There have been many changes within regulations related to the financial industry over the last 12 months, and many moves to change other regulations on top of this over the same time period, which have helped to make it easier for certain groups to operate within the private equity (PE) marketplace.

 

One of the most significant is Rule 506(c), part of the Securities & Exchange Commission’s (SEC) Regulation Rule D, which exempts certain parties from selling securities without having to register their activities with the SEC themselves.

 

Although the implementation of Rule 506(c) was welcomed across the finance industry, it was cleared close to the end of 2013, meaning this year is likely to be when we start seeing companies truly taking advantage of it.
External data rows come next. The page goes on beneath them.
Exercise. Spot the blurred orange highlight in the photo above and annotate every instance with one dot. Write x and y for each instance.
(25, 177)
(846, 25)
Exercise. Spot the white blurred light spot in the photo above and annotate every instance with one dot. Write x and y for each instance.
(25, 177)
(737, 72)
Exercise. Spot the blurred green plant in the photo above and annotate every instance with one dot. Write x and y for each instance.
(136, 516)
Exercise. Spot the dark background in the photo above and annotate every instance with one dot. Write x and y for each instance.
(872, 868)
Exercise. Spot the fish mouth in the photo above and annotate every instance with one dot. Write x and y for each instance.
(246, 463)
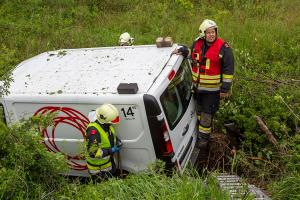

Rule 506(c) relaxes the rules around “general solicitation,” meaning companies can advertise for investment outside of traditional deal platforms, although it also states that all investors must be accredited investors.

 

This latter part of the Rule is double edged in many ways, designed to prevent inexperienced investors from getting “out of their depth” while also preventing any companies who might target unsuspecting investors for excessively high risk investments from doing so and risking the capital of someone who doesn’t understand or have experience in the industry.

 

There are now clear opportunities for both companies that are actively seeking their own external investment sums as well as for private equity houses embarking on fundraisers to undertake advertising campaigns carefully designed and targeted towards those accredited investors who might be interested in what they have to offer.

 

This will potentially boost online dealmaking by making investments more accessible – many experienced investors are still operating without using online platforms at all – and introducing investors to a new way of working with the PE marketplace.

 

With controversy in the United States continuing to rage around the Dodd-Frank reform and the Volcker Rule, to name two of the biggest stories of the moment, taking advantage of Rule 506(c) offers a great way for both those seeking investment and accredited investors to avoid dealing with the SEC and can make the investment process quicker and simpler from start to finish.